I first read about Catholic Blog Day on Twitter several weeks back, and resolved to post today on the suggested theme of “Penance.” How convenient (and not a bit coincidental!), since it is Ash Wednesday.
I thought about all the things I could share about penance and Lent, and in fact quite a few funny discussions going on around our house with tweens and teens about “what I’m going to give up for Lent.”
Instead I’d like to share The Prayer of St. Ephrem (his name is spelled lots of ways; I’m just picking one). This is a prayer my husband suggested our family might pray together during Lent. Our pastor printed this in our bulletin, and my husband explained how Byzantine Catholics pray this all the time during Lent, as in every hour of the day!
(Said husband also happened to start his Lent on an Eastern/Byzantine Catholic schedule, which means he started two days ago. Meanwhile, I’m thoroughly Roman Catholic, and definitely had my Mardi Gras yesterday with an apple fritter and all the non-Lent things).

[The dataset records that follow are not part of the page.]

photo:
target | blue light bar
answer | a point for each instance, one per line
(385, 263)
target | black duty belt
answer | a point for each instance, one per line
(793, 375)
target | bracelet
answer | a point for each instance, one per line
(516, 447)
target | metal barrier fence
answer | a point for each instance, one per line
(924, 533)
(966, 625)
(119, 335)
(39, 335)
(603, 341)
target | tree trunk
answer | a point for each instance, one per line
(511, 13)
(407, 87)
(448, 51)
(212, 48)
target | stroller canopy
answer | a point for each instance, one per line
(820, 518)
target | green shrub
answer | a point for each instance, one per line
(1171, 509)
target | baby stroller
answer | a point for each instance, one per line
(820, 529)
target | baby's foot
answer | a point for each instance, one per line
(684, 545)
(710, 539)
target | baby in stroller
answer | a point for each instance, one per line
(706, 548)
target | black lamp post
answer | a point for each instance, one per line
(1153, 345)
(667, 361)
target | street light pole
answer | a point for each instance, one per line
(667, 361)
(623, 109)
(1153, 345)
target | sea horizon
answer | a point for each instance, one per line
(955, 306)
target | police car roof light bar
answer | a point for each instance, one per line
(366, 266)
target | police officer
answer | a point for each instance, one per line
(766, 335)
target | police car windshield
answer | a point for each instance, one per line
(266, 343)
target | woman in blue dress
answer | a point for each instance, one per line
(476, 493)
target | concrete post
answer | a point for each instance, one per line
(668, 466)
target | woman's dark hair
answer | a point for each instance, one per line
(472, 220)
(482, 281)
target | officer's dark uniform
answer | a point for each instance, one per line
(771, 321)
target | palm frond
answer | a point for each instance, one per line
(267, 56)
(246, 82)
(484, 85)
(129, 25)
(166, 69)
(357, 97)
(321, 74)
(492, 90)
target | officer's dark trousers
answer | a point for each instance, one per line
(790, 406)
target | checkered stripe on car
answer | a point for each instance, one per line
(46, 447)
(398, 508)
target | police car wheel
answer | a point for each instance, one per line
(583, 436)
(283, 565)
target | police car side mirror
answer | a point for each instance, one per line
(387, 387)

You can read a little more about The Prayer of St. Ephrem here. I don’t think we’ll necessarily be praying it every hour here, but I’m posting it in various rooms around the house, and I hope we will be able to consistently make it a part of our Lenten journey.
Prayer of Saint Ephrem
O Lord and Master of my life,
keep from me the spirit of uncaring and discouragement,
desire for power, and idle chatter.
Instead, give to me, your servant,
the spirit of wholeness and integrity of being,
humble-mindedness, the spirit of patience and love.
O Lord and King,
grant me the grace to be aware of my failings
and not to judge my brothers and sisters,
for You are blessed, now and ever and forever. Amen.
I’m not really sure what will be the fruit of the Prayer of St. Ephrem during Lent, but I consider it to be so much like our Catholic faith and prayers–just letting it all soak in. You pray the Rosary about a zillion times, and occasionally you have an insight about one of the mysteries or even the “Hail Mary” that expands your soul and faith in completely unexpected ways. There’s so much to explore in this simple prayer, and I hope and pray that this time of prayer, fasting and almsgiving will help us all grow spiritually.
If you care to share what your family is doing for Lent, you are more than welcome–comment away! What are your thoughts, too, about Catholic Blog Day, and did you participate?
Catholic Blog Day is the idea of Jonathan Sullivan, a Catholic evangelist and new media expert in a nearby diocese. I think it’s such a great idea, and I’m glad to be a little part of this great experiment and idea. I hope there will be another “Catholic Blog Day” maybe in Easter Time this year, so we can all write about joy or reconciliation or mercy.